Psychiatric CPT Code Framework
Psychiatric billing relies on a specific set of CPT codes that distinguish diagnostic evaluations, medication management visits, psychotherapy sessions, and combination services. The most common billing errors in psychiatry involve failing to use add-on psychotherapy codes when therapy is provided during a medication management visit, or selecting the wrong E/M level for the complexity of the psychiatric decision-making involved. Understanding the code structure and proper pairing rules directly affects revenue per encounter.
Psychiatric Diagnostic Evaluation (90792)
Code 90792 covers the initial psychiatric diagnostic evaluation with medical services. This includes a comprehensive psychiatric history, mental status examination, review of medications, and development of a treatment plan. Medicare reimburses 90792 at approximately $185 to $200 depending on geographic locality. This code is used for the first visit with a new patient or when a comprehensive re-evaluation is clinically warranted. It should not be used for routine follow-up visits. Documentation must support that the visit included a full diagnostic assessment, not simply a medication check.
E/M Codes for Medication Management (99213-99215)
Follow-up medication management visits use standard E/M codes. Level 3 (99213, approximately $92) covers straightforward medication management: stable patient on a single psychiatric medication with no dosage changes needed. Level 4 (99214, approximately $132) applies to moderate complexity: adjusting medication dosages, managing side effects, switching medications, or addressing comorbid conditions.
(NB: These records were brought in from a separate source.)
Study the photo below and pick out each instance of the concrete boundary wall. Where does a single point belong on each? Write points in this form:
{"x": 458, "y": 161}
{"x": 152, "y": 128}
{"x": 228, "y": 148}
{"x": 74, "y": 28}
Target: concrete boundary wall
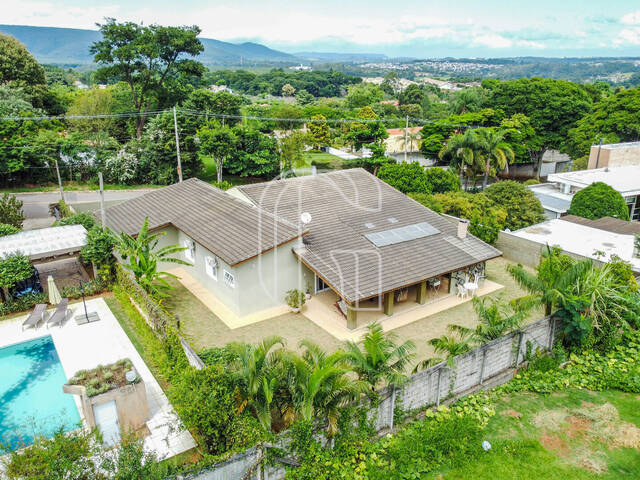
{"x": 483, "y": 367}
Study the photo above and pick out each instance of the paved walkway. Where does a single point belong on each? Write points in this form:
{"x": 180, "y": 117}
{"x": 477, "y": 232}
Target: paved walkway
{"x": 219, "y": 309}
{"x": 82, "y": 347}
{"x": 320, "y": 310}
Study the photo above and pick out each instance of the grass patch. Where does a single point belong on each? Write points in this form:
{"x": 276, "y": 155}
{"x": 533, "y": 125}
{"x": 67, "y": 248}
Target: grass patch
{"x": 575, "y": 434}
{"x": 324, "y": 161}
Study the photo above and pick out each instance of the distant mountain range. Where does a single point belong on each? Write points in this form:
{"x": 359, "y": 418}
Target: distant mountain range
{"x": 70, "y": 46}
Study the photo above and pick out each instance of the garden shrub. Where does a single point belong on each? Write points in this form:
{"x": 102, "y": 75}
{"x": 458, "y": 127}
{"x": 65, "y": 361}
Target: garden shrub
{"x": 522, "y": 207}
{"x": 205, "y": 401}
{"x": 6, "y": 229}
{"x": 599, "y": 200}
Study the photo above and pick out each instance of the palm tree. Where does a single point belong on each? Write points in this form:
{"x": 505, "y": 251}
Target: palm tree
{"x": 257, "y": 375}
{"x": 464, "y": 152}
{"x": 448, "y": 345}
{"x": 379, "y": 358}
{"x": 555, "y": 273}
{"x": 144, "y": 258}
{"x": 496, "y": 152}
{"x": 320, "y": 385}
{"x": 494, "y": 320}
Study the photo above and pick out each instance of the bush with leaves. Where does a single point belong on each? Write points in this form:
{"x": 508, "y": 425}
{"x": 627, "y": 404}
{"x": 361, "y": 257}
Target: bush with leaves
{"x": 522, "y": 207}
{"x": 6, "y": 229}
{"x": 83, "y": 218}
{"x": 99, "y": 247}
{"x": 599, "y": 200}
{"x": 406, "y": 177}
{"x": 485, "y": 216}
{"x": 204, "y": 400}
{"x": 11, "y": 210}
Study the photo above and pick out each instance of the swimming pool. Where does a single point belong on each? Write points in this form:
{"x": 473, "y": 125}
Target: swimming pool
{"x": 32, "y": 402}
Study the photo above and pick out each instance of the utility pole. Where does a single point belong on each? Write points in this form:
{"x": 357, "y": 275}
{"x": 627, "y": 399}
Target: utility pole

Level 5 (99215, approximately $193) is appropriate for high complexity: managing multiple psychiatric medications, treating patients with suicidal ideation, coordinating care for treatment-resistant conditions, or making complex pharmacological decisions involving drug interactions.
Most psychiatric medication management visits support level 4 (99214) because the nature of psychiatric prescribing involves ongoing assessment of symptom response, side effect monitoring, and treatment adjustments. Practices that default to level 3 for all follow-ups are consistently underbilling.
Psychotherapy Add-On Codes (90833, 90836, 90838)
When a psychiatrist provides psychotherapy during the same visit as an E/M service, add-on codes capture the therapy component. These codes are billed in addition to the E/M code, not instead of it. Code 90833 covers 16 to 37 minutes of psychotherapy (approximately $58). Code 90836 covers 38 to 52 minutes of psychotherapy (approximately $87). Code 90838 covers 53 minutes or more of psychotherapy (approximately $113). The psychotherapy time is measured separately from the E/M time. A 45-minute visit where 15 minutes involves medication review and 30 minutes involves psychotherapy would be billed as 99214 plus 90833.
These add-on codes are among the most underused in psychiatric billing. Many psychiatrists who spend 10 to 20 minutes on supportive therapy, motivational interviewing, or cognitive techniques during a medication visit do not capture the add-on code because they do not track the psychotherapy time separately.
Electroconvulsive Therapy (90870)
Code 90870 covers electroconvulsive therapy, including the necessary monitoring during the treatment session. Medicare reimbursement is approximately $145 to $160 per session. ECT is typically performed in a series of 6 to 12 sessions for treatment-resistant depression, severe mania, or catatonia. The anesthesia services for ECT are billed separately by the anesthesiologist. The psychiatrist bills 90870 for each treatment session. Documentation should include the clinical indication, treatment parameters, and clinical response tracking.
Interactive Complexity Add-On (90785)
Code 90785 is an add-on for psychiatric services that involve interactive complexity: communication factors that complicate the delivery of the service. Examples include the need for interpreters, involvement of third parties (guardians, probation officers), patients with cognitive impairment that requires modified communication, or the use of play equipment or physical devices to communicate with the patient. This add-on reimburses approximately $15 and is frequently overlooked in practices that treat geriatric psychiatric patients or patients with developmental disabilities.